I realized I was wrong, but when I ran into her the next time, I couldn't help but curse her again. Afterward, I really regretted my wrongdoing.
The Fa Helped Me Improve My Xinxing and Changed My Attitude
Master taught us in Zhuan Falun:
“Cultivation practice must take place through tribulations so as to test whether you can part with and care less about different kinds of human sentimentality and desires. If you are attached to these things, you will not succeed in cultivation. Everything has its karmic relationship. Why can human beings be human? It is because human beings have sentimentality. They live just for this sentimentality.”
Master also said:
“If you don’t sever emotion, you won’t be able to cultivate. But if you do break out of emotion, nobody can affect you, and ordinary attachments won’t be able to sway you. What replaces it is compassion, which is more noble.” (Zhuan Falun)
Whenever I read these words, I understood that the root of the problem was that I had a deep emotional attachment to my former husband, as well as an intense hatred of Yinhua. All these human sentiments created a big barrier in my cultivation. I realized that I would not be able to succeed in cultivation if I was trapped in such emotions and that they could destroy me. I made up my mind to let go of them.
Three or four years ago, I felt it did not matter to me as much as it did before about my former husband and Yinhua, and I had developed some compassion towards them. I even felt some sympathy for Yinhua. I made up my mind to clarify the truth to her about Falun Gong and help her to quit the CCP organizations so that she would have a bright future.
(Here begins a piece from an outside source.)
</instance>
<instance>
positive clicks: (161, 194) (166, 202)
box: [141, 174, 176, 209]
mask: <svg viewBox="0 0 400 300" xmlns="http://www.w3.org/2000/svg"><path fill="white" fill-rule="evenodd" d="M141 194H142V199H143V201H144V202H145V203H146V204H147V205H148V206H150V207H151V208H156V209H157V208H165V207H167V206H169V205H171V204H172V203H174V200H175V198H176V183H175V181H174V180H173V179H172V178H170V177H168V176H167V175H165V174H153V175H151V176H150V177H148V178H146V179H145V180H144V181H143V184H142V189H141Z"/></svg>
Even though I'd had this change of heart, however, I was bogged down by the issue of “saving face.”
It was not until one day last month that I finally made up my mind to let go of the attachment to saving face. I added Yinhua to my WeChat contacts and called her.
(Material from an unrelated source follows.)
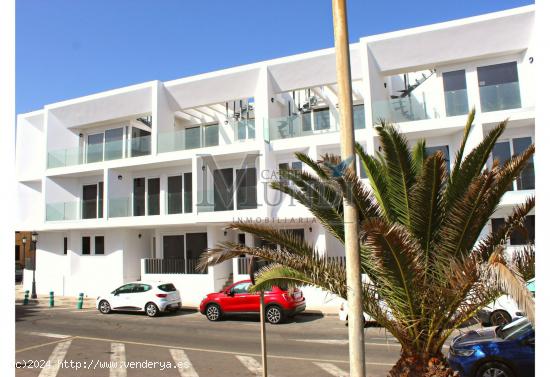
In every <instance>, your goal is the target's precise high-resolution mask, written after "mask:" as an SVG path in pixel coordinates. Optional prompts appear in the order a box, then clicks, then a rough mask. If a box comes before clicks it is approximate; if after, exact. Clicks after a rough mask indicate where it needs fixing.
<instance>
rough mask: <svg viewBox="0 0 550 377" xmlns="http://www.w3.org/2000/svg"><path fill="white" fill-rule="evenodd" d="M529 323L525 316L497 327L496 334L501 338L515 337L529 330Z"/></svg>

“I'm Danlian,” I said. “Don't be afraid. I'm not trying to cause you any trouble, but I have something very important to tell you. First of all, I would like to apologize to you.”
“Please don't,” she said. “I don't really deserve that.”
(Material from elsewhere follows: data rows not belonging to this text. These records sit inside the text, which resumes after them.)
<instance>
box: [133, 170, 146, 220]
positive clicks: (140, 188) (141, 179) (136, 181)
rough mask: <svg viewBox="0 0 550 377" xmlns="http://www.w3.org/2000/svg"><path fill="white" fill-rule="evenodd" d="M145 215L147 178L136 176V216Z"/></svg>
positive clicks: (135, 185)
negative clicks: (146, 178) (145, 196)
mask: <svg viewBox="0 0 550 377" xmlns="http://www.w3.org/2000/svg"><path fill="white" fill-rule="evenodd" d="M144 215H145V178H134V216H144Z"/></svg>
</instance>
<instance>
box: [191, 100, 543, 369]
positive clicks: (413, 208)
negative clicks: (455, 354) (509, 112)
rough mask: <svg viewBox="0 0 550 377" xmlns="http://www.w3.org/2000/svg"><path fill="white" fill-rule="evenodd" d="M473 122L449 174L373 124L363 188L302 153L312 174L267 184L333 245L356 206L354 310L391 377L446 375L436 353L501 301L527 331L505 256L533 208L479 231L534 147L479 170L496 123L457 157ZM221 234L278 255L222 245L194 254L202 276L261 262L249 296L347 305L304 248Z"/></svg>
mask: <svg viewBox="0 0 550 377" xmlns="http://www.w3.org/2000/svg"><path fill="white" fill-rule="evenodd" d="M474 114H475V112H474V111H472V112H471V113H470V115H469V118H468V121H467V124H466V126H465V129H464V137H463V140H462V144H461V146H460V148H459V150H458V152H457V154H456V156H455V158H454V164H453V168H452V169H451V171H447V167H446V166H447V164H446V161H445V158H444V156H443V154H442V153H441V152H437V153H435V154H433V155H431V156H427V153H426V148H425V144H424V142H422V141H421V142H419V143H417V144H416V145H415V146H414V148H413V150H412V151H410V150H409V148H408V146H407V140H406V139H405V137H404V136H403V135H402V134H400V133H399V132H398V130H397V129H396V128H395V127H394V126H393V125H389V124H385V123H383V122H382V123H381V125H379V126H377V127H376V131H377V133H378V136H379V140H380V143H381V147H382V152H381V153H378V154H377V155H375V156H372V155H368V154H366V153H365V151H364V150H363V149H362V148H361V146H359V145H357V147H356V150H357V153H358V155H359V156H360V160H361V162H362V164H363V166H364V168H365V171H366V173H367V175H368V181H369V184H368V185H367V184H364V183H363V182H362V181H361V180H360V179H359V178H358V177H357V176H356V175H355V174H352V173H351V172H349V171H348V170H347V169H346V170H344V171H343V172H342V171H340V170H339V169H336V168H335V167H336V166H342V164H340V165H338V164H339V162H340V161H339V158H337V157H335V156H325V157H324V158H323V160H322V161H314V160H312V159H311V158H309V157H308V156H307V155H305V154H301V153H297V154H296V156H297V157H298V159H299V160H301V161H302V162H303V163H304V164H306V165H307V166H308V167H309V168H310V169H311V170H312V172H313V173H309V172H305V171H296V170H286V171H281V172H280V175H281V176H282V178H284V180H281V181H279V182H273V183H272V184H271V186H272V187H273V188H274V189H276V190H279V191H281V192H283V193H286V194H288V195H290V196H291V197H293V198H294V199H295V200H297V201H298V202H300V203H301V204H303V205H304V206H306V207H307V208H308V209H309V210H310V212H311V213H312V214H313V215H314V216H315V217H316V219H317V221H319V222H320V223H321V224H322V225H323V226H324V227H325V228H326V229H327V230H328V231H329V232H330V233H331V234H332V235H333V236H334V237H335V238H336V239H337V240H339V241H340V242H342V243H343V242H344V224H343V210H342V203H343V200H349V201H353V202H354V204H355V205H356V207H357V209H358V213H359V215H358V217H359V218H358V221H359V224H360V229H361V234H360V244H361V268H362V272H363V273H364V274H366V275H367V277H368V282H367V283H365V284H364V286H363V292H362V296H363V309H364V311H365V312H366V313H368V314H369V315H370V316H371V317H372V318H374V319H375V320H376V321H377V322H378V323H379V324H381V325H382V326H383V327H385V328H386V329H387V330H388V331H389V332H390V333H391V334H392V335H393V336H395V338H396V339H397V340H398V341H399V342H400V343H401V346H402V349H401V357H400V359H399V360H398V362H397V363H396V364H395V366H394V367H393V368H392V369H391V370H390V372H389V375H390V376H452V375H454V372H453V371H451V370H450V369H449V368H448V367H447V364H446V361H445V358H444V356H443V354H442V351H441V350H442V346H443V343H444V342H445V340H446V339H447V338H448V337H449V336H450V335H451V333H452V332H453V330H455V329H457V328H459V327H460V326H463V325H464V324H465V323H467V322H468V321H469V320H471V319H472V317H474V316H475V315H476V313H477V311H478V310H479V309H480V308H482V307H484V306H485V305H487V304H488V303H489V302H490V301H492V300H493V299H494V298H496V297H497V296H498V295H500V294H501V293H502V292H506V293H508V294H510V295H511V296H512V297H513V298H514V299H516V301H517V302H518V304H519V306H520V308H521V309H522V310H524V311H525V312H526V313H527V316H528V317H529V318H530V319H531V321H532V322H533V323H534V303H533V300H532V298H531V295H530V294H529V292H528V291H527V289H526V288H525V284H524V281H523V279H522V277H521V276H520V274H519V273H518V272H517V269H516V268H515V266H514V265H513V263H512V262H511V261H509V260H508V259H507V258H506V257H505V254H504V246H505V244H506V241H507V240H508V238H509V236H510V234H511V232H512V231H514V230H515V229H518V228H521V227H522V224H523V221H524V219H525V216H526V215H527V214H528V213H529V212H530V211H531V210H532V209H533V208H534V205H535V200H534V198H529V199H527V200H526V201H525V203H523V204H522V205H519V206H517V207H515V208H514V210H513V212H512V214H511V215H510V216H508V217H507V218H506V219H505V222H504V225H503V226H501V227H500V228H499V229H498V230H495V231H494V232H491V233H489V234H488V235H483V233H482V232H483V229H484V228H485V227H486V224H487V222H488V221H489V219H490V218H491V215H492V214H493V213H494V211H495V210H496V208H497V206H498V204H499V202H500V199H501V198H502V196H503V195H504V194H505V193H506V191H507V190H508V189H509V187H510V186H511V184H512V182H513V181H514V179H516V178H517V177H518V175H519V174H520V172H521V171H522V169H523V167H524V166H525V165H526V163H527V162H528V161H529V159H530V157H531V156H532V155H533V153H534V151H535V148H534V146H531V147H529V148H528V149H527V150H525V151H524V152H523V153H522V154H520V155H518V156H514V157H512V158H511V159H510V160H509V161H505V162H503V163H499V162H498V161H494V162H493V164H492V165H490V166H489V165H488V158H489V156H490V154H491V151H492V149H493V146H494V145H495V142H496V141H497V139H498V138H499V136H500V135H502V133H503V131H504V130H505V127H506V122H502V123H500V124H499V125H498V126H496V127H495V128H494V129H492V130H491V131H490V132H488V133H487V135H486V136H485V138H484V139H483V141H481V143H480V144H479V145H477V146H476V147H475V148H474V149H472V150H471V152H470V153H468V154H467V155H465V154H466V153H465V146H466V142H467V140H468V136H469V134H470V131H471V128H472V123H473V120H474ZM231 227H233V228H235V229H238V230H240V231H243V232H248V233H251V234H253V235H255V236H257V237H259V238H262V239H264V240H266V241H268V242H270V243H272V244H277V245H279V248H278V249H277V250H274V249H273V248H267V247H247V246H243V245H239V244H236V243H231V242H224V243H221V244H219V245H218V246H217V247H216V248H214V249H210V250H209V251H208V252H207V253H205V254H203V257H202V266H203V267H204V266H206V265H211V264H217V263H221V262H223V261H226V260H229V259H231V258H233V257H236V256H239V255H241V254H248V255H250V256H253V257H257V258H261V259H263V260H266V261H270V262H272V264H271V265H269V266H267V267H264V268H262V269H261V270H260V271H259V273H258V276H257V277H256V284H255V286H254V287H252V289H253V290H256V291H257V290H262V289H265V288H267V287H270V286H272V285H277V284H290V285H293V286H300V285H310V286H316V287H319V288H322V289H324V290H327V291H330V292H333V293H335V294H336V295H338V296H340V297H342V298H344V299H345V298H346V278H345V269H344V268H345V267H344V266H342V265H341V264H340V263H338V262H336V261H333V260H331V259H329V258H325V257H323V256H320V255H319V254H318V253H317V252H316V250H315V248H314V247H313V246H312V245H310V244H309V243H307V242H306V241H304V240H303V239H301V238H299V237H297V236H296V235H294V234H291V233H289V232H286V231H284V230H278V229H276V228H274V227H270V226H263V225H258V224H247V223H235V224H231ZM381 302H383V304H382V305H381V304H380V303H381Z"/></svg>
“I mean it,” I went on. “I was very rude to you in the past. I was wrong. The Teacher of Falun Dafa, Master Li Hongzhi, teaches us to be good people and to follow the standards of Truthfulness-Compassion-Forbearance. He tells us not to strike back when beaten and not to swear when sworn at, but I swore at you each time I saw you. You put up with me, and I should thank you for it. I'm a Dafa cultivator, but I failed to conduct myself according to Dafa's requirements. Please forgive me.”
“Don't say that,” she said. “It has been more than ten years. I didn't take it to heart. It was mainly my fault. I owe you an apology. I'm very grateful now that you don't hate me anymore and have forgiven me.”
“It's all in the past. Let's forget it,” I said, then asked, “There are so many Falun Gong practitioners in our area. Have they helped you quit the CCP organizations yet?”
She didn't seem to know much about the “quit the CCP” movement, so I explained to her why we need to quit and how to do it. She was very pleased to hear my explanation and asked me to help her quit the Young Pioneers she had joined when she was young.
“You are so kind to me. Thank you very much!” she said emotionally.
I felt really happy for her and told her that I would also help her mom to quit the CCP organizations. She thanked me again and we said goodbye.
After the conversation with my “rival in love,” I felt as if a heavy load had been lifted from my shoulders, and it was such a nice feeling. Yinhua is not my enemy, but a sentient being in my realm, and a loved one in our big family. She helped me let go of my attachment to my former husband and has borne a great burden herself.
As I was writing this sharing, I was inundated with a multitude of feelings and tears kept running down my face.
Thank you, Master, for your compassionate salvation!